Personne d’entre vous n’ignore que cette date a une autre signification historique : c’est l’anniversaire du 25 septembre 1961, date à laquelle le peuple rwandais a, par referendum, remplacé le régime féodo-colonialiste par un régime démocratique républicain.

Et comme c’était la première fois dans l’histoire du Rwanda que les Représentants de la Nation étaient élus librement au suffrage universel direct — ce qui est l’une des principes caractéristiques du régime démocratique — cette date a été retenue comme « Fête de l’Assemblée Nationale ».

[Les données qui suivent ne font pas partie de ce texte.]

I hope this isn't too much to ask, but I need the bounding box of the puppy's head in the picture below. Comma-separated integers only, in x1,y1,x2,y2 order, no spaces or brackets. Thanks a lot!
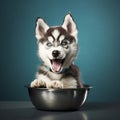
35,14,78,73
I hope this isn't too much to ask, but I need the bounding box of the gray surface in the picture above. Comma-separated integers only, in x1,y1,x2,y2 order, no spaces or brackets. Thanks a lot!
0,102,120,120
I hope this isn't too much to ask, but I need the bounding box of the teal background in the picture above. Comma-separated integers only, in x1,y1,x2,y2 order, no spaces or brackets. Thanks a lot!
0,0,120,102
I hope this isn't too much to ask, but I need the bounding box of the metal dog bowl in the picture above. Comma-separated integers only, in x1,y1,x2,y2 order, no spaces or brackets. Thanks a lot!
25,85,91,110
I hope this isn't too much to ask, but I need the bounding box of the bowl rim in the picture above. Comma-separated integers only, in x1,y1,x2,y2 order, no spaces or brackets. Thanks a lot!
24,84,93,91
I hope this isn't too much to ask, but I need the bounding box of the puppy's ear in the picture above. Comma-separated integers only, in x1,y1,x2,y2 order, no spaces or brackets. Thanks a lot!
62,14,78,38
35,18,49,40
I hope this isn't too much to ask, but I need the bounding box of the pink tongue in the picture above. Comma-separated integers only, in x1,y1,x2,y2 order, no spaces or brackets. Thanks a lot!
52,60,61,72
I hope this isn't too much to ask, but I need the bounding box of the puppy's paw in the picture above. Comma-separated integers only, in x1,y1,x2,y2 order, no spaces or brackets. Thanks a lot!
50,81,63,88
30,79,46,88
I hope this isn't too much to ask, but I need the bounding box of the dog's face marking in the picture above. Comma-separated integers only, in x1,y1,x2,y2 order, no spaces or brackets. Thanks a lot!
36,14,78,73
52,29,60,39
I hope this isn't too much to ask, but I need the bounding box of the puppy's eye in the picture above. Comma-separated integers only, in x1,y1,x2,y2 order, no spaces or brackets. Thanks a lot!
61,40,69,47
46,42,52,47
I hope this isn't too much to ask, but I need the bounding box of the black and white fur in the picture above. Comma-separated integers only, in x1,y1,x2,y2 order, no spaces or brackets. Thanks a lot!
30,14,83,88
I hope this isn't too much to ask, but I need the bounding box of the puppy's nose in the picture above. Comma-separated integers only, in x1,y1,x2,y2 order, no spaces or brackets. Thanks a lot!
52,50,60,57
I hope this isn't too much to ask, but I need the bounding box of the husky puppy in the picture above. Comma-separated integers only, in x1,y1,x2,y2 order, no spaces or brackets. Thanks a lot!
30,14,83,88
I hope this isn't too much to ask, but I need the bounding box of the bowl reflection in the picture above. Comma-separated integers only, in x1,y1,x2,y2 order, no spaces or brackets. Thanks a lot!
26,85,91,110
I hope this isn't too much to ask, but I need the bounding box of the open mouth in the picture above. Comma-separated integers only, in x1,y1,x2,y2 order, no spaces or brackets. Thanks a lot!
50,59,64,72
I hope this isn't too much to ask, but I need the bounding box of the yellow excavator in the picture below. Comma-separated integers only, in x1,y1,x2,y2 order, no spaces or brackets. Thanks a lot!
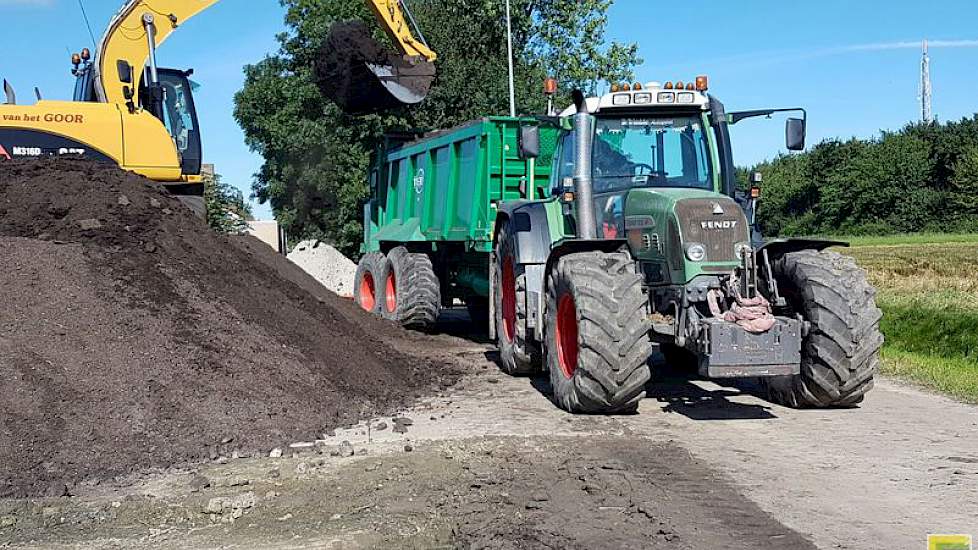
0,0,436,213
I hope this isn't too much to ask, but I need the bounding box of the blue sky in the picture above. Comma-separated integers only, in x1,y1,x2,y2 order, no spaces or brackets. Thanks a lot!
0,0,978,221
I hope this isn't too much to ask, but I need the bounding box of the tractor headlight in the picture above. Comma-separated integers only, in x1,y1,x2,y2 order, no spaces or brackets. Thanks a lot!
734,243,753,260
686,243,706,262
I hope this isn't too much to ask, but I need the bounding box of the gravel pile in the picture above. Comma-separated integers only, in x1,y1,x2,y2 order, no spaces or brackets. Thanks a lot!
289,241,357,298
0,159,455,497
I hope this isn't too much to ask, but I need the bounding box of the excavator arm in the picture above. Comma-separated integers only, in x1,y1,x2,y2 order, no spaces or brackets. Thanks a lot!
95,0,218,105
366,0,438,62
95,0,437,112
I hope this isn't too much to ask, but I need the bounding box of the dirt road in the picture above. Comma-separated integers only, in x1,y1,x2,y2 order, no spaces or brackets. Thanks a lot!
0,316,978,549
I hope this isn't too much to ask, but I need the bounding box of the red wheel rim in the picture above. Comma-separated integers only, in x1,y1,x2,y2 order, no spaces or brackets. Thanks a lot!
502,256,516,342
360,271,377,311
557,294,577,378
384,268,397,313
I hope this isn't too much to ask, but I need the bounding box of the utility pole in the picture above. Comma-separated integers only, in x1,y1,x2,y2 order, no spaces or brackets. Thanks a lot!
506,0,516,117
920,40,934,124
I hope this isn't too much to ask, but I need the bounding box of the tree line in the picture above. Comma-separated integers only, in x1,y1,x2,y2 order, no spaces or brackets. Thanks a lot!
740,115,978,236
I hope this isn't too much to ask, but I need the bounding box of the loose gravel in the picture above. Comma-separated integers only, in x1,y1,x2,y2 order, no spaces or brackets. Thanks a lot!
289,241,357,298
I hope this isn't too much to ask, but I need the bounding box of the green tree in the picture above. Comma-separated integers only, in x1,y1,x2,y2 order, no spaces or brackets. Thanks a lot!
204,174,252,234
235,0,638,255
755,116,978,236
949,145,978,216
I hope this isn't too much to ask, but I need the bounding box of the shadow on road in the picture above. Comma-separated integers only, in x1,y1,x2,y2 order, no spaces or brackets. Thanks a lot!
646,376,777,420
434,307,492,344
435,308,777,420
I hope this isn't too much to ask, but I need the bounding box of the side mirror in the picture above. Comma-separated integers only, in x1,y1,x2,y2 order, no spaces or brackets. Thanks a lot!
520,126,540,159
784,118,806,151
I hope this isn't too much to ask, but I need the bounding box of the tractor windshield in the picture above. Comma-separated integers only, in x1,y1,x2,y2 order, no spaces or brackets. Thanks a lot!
591,115,713,193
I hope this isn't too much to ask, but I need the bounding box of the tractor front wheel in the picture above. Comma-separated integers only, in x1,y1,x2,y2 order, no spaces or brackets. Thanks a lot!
546,252,652,414
764,250,883,408
493,224,540,375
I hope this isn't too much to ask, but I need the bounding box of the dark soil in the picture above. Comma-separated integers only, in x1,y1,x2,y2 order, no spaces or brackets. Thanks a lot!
313,21,435,114
0,159,455,497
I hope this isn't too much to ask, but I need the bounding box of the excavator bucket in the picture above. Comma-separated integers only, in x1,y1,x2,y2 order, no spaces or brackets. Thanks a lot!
313,22,435,114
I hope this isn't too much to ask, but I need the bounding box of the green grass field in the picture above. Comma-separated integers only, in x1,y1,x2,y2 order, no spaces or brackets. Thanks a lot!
840,235,978,403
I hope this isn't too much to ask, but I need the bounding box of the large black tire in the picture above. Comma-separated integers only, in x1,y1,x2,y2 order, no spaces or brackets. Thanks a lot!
380,246,441,330
353,252,387,313
764,250,883,408
546,252,652,413
493,223,541,376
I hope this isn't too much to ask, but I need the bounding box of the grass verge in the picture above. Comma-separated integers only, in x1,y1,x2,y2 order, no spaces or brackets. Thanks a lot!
840,239,978,403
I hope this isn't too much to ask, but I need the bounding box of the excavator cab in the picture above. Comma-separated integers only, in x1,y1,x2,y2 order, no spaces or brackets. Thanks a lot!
149,69,203,174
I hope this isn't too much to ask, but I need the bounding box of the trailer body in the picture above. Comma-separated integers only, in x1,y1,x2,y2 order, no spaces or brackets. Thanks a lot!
361,117,558,305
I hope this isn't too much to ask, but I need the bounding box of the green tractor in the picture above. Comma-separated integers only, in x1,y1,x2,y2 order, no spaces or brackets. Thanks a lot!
357,77,883,413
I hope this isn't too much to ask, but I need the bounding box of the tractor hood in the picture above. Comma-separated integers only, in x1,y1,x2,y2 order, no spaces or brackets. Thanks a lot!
624,188,750,283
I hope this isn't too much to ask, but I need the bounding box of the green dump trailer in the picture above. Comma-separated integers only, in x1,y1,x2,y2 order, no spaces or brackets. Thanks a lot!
354,84,883,413
356,117,557,328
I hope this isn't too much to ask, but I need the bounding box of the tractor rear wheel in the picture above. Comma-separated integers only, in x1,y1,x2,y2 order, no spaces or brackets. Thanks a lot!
379,246,441,330
764,250,883,408
546,252,652,413
353,252,387,313
493,224,540,375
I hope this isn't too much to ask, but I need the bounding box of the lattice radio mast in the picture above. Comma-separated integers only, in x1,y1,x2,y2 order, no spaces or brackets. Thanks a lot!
920,40,934,124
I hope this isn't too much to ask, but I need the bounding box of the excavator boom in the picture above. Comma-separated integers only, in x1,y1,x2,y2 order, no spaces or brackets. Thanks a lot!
95,0,218,105
313,0,437,114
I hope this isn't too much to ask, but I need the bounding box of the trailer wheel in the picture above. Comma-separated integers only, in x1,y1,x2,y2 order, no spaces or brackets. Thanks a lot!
380,246,441,330
764,250,883,408
353,252,387,313
494,224,540,376
546,252,652,413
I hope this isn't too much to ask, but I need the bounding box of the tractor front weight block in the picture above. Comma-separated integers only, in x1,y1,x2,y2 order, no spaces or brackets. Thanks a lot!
696,317,802,378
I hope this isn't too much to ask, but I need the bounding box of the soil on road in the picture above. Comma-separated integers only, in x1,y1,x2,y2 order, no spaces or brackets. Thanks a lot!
0,316,978,550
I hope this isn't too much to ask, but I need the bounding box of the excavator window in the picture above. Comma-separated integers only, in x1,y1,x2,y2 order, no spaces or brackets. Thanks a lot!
149,69,201,174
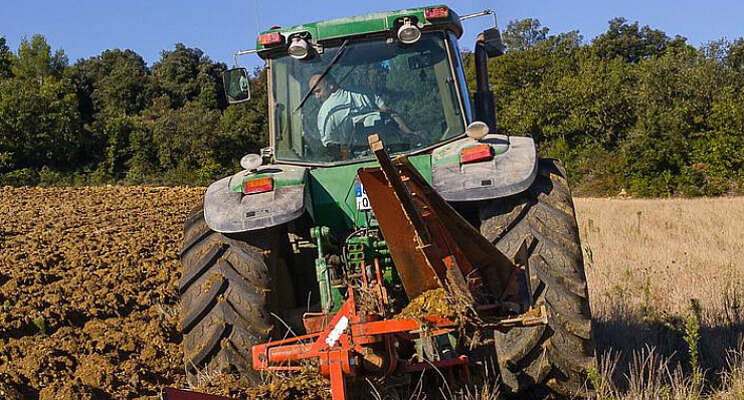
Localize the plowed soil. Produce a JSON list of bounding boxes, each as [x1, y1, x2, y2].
[[0, 187, 204, 400]]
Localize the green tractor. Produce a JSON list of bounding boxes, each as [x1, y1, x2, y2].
[[180, 6, 595, 398]]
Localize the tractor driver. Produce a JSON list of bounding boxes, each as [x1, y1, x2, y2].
[[308, 74, 420, 151]]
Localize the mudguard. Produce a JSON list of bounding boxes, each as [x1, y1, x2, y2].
[[204, 165, 307, 233], [431, 135, 537, 201]]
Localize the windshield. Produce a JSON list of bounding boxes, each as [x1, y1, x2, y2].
[[271, 32, 465, 163]]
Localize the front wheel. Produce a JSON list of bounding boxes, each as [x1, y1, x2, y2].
[[479, 159, 596, 395], [179, 207, 291, 384]]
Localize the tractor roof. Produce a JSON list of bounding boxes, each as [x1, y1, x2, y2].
[[256, 5, 462, 56]]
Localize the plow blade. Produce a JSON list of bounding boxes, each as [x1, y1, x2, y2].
[[160, 388, 232, 400], [358, 135, 516, 298]]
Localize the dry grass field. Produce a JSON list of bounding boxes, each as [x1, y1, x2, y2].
[[575, 197, 744, 399], [0, 187, 744, 400]]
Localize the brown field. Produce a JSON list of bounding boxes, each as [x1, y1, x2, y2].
[[0, 187, 744, 400]]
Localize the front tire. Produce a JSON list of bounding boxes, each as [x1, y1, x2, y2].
[[179, 207, 292, 385], [479, 159, 596, 396]]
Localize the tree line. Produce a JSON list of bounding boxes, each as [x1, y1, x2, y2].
[[0, 18, 744, 196]]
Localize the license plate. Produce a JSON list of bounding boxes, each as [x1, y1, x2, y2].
[[355, 179, 372, 210]]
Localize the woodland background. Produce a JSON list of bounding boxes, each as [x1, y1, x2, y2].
[[0, 18, 744, 197]]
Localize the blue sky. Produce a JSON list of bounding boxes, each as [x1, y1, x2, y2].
[[0, 0, 744, 69]]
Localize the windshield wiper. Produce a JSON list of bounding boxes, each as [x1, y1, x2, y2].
[[293, 39, 349, 112]]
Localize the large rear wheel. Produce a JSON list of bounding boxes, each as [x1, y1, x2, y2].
[[179, 207, 294, 384], [479, 159, 596, 395]]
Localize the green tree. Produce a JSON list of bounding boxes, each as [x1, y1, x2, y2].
[[502, 18, 550, 51], [66, 49, 150, 178], [12, 34, 67, 86], [0, 77, 80, 170], [0, 36, 13, 79], [592, 18, 686, 62], [726, 38, 744, 72], [147, 43, 226, 110], [152, 101, 222, 183]]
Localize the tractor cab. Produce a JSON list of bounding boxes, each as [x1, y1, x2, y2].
[[225, 6, 472, 166]]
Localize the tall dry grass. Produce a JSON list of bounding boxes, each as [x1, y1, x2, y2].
[[575, 197, 744, 399]]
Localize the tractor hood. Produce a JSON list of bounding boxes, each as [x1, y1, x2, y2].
[[204, 165, 308, 233], [431, 135, 537, 201]]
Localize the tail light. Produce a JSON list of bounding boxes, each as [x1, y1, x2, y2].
[[460, 144, 493, 164], [424, 7, 449, 19], [258, 32, 284, 46], [243, 178, 274, 194]]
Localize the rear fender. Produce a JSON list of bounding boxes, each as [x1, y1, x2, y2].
[[204, 164, 307, 233], [431, 135, 537, 202]]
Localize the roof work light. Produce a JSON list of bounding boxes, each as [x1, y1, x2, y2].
[[398, 18, 421, 44]]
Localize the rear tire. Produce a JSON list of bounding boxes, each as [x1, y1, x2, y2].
[[179, 207, 294, 385], [479, 159, 596, 396]]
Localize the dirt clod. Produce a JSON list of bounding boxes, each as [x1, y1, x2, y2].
[[0, 187, 203, 400]]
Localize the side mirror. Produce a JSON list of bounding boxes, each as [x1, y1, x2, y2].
[[222, 68, 251, 104], [481, 28, 505, 58]]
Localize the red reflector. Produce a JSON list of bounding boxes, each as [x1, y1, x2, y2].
[[243, 178, 274, 194], [258, 32, 284, 46], [424, 7, 449, 19], [460, 144, 493, 164]]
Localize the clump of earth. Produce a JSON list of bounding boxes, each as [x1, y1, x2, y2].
[[0, 187, 204, 400]]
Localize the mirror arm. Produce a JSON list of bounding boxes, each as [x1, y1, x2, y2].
[[475, 35, 496, 133]]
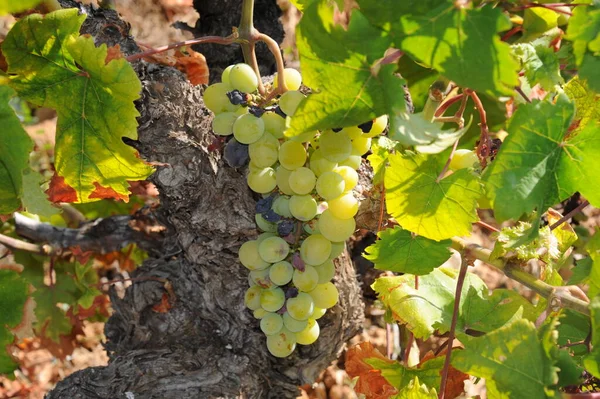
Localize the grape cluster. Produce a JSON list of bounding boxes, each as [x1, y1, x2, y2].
[[204, 64, 387, 357]]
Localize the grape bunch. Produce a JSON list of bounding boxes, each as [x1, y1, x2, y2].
[[204, 64, 387, 357]]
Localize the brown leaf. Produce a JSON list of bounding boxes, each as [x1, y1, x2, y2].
[[46, 172, 77, 202]]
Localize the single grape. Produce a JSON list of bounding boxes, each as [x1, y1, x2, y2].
[[246, 168, 277, 194], [310, 282, 339, 309], [283, 312, 308, 332], [292, 265, 319, 292], [319, 210, 356, 242], [300, 234, 331, 265], [314, 259, 335, 284], [244, 285, 262, 310], [327, 192, 358, 219], [286, 286, 318, 320], [212, 112, 238, 136], [290, 195, 317, 222], [260, 313, 283, 335], [296, 319, 321, 345], [233, 114, 265, 144], [316, 172, 346, 200], [319, 130, 352, 162], [333, 166, 358, 191], [238, 240, 269, 270], [260, 286, 286, 312], [279, 141, 306, 170], [267, 327, 296, 357], [202, 83, 240, 114], [269, 261, 294, 285], [288, 166, 317, 195], [258, 237, 290, 263], [229, 63, 258, 93], [279, 90, 306, 116]]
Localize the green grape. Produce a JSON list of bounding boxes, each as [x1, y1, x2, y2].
[[258, 237, 290, 263], [318, 210, 356, 242], [292, 265, 319, 292], [363, 115, 388, 138], [300, 234, 331, 265], [244, 285, 262, 310], [333, 166, 358, 191], [352, 136, 371, 155], [238, 240, 269, 270], [316, 259, 335, 284], [248, 133, 279, 168], [296, 319, 321, 345], [233, 114, 265, 144], [229, 63, 258, 93], [267, 327, 296, 357], [271, 195, 292, 218], [250, 269, 273, 288], [254, 213, 277, 233], [221, 65, 235, 85], [246, 168, 277, 194], [273, 68, 302, 90], [327, 192, 358, 219], [310, 149, 338, 177], [288, 294, 318, 320], [283, 312, 308, 332], [252, 308, 268, 319], [260, 286, 286, 312], [319, 130, 352, 162], [312, 306, 327, 320], [260, 313, 283, 335], [269, 261, 294, 285], [202, 83, 240, 114], [290, 195, 317, 222], [450, 149, 479, 170], [316, 172, 346, 200], [310, 282, 339, 309], [329, 241, 346, 259], [279, 90, 306, 116], [212, 112, 238, 136], [275, 165, 296, 195], [288, 166, 317, 195], [279, 141, 306, 170], [260, 112, 285, 139]]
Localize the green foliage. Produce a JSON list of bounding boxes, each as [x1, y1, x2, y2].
[[0, 84, 33, 214], [364, 226, 452, 275], [2, 9, 152, 202], [385, 153, 482, 241]]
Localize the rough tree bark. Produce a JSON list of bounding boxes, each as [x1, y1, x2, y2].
[[47, 0, 363, 399]]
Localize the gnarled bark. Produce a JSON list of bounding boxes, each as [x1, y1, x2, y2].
[[48, 0, 363, 399]]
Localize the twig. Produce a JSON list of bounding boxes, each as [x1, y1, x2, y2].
[[452, 237, 590, 316], [126, 34, 240, 62], [550, 200, 590, 230], [438, 256, 468, 399]]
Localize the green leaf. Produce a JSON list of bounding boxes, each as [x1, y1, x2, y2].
[[364, 226, 452, 275], [385, 153, 482, 241], [484, 97, 600, 220], [0, 0, 41, 15], [0, 268, 29, 374], [583, 295, 600, 378], [372, 267, 536, 339], [0, 85, 33, 214], [289, 2, 405, 136], [513, 44, 564, 91], [2, 9, 152, 202], [452, 319, 557, 398]]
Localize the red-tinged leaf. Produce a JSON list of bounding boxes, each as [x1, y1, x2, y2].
[[346, 342, 398, 399], [46, 173, 77, 202], [89, 182, 129, 202], [175, 48, 209, 85]]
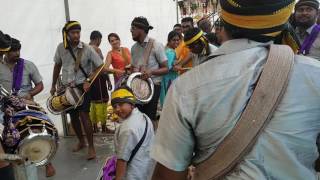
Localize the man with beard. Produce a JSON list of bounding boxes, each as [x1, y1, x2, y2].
[[0, 31, 14, 180], [131, 17, 168, 128], [151, 0, 320, 180], [294, 0, 320, 60], [50, 21, 103, 160]]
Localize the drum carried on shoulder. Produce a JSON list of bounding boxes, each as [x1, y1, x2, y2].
[[116, 72, 154, 104], [47, 87, 83, 115], [0, 86, 58, 166]]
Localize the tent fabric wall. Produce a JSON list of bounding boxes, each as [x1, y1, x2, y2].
[[0, 0, 176, 135]]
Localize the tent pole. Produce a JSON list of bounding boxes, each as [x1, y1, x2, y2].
[[64, 0, 70, 21]]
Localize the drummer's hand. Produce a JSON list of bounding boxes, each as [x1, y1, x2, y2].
[[50, 87, 56, 96], [173, 64, 183, 71], [142, 70, 152, 79], [83, 81, 90, 92], [115, 70, 125, 77], [108, 81, 112, 91], [22, 93, 32, 100]]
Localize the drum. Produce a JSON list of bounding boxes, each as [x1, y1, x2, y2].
[[8, 110, 58, 166], [120, 72, 154, 104], [47, 87, 83, 115]]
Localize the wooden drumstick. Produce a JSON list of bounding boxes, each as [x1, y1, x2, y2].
[[74, 63, 107, 109]]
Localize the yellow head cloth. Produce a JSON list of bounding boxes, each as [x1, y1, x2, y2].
[[111, 88, 136, 105], [221, 3, 294, 37], [220, 0, 299, 52]]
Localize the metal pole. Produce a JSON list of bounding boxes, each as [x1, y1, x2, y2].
[[64, 0, 70, 21], [62, 0, 70, 136], [176, 0, 179, 24]]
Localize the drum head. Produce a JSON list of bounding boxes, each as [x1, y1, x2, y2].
[[18, 136, 57, 166], [65, 88, 83, 105], [131, 77, 151, 99], [127, 73, 154, 103]]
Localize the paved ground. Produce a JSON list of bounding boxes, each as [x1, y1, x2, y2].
[[38, 135, 113, 180]]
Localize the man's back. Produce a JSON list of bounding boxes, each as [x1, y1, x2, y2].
[[152, 39, 320, 180]]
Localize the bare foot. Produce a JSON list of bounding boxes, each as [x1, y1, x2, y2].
[[46, 163, 56, 177], [87, 148, 96, 160], [72, 143, 86, 152]]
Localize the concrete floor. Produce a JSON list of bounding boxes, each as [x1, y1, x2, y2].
[[38, 135, 114, 180]]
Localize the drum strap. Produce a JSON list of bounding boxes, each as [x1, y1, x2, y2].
[[143, 38, 154, 66], [195, 45, 294, 180], [128, 114, 148, 164], [68, 43, 88, 78]]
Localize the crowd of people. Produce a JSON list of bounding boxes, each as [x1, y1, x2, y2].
[[0, 0, 320, 180]]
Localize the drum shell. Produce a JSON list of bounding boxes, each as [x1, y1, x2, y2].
[[12, 110, 58, 166], [47, 87, 83, 115], [119, 72, 154, 104]]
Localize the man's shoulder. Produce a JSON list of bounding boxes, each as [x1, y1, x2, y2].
[[24, 59, 36, 66], [294, 55, 320, 71], [57, 42, 65, 50]]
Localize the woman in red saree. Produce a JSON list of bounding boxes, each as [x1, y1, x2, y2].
[[106, 33, 131, 84]]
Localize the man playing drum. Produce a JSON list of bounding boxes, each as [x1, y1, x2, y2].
[[0, 31, 14, 180], [131, 17, 168, 128], [151, 0, 320, 180], [0, 38, 55, 177], [50, 21, 103, 160]]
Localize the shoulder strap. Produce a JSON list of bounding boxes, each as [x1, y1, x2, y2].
[[68, 43, 89, 78], [299, 25, 320, 55], [195, 45, 294, 180], [143, 38, 154, 66], [128, 114, 148, 164]]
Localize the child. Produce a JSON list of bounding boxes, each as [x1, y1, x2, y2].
[[111, 87, 155, 180]]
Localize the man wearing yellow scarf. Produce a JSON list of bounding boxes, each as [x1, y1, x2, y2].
[[151, 0, 320, 180]]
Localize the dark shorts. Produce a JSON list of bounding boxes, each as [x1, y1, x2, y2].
[[0, 165, 14, 180], [67, 84, 91, 114], [137, 85, 161, 121]]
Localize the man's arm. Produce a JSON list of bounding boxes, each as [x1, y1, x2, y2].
[[50, 63, 62, 95], [116, 159, 127, 180], [176, 52, 192, 67], [29, 81, 43, 97], [152, 163, 187, 180]]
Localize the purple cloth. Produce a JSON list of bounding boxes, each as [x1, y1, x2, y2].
[[299, 25, 320, 55], [12, 58, 24, 93], [102, 156, 117, 180]]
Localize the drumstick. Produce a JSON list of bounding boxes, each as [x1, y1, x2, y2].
[[74, 63, 107, 109]]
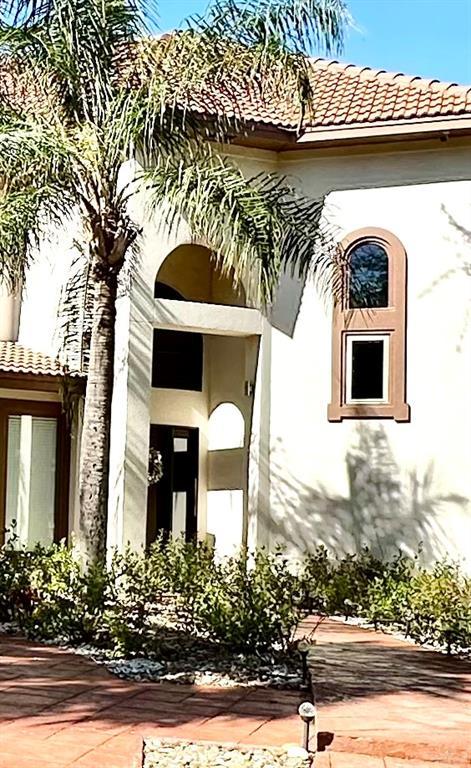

Etant donné que nous sommes encore dans la première année, d’une deuxième décennie de la Démocratie au Rwanda, vous me permettrez, aujourd’hui, à l’occasion de cette fête de l’Institution Législative, de vous rappeler le rôle de l’Assemblée Nationale. En effet, ces derniers temps un peu partout dans le monde, même dans le pays de vieille démocratie, on se demande si le Parlement est vraiment nécessaire. C’est pourquoi il m’a semblé utile de vous définir en quelques mots les responsabilités du Député et des électeurs.

Un Pays Démocratique, est un Pays où la souveraineté appartient au peuple, qui l’exerce par ses Représentants élus librement pour le bien-être de la totalité de la population.

Ainsi dans un régime démocratique, tout citoyen, ayant l’âge requis est appelé à exercer la souveraineté, c’est-à-dire le pouvoir suprême de la Nation. Il est cependant comprdensibie que tous les citoyens adultes d’un pays, même d’un pays tout petit et très peu peuplé, ne peuvent pas tous en même temps, par eux-mêmes directement exercer ce pouvoir suprême.

Aussi dans tous les pays à régime vraiment démocratique existe-t-il des lois qui déterminent le nombre des Représentants du peuple ainsi que les conditions et les modalités de l’organisation de la consultation populaire pour désigner ces Représentants appelés pour assurer, durant une période donnée, l’exercice de la souveraineté du peuple.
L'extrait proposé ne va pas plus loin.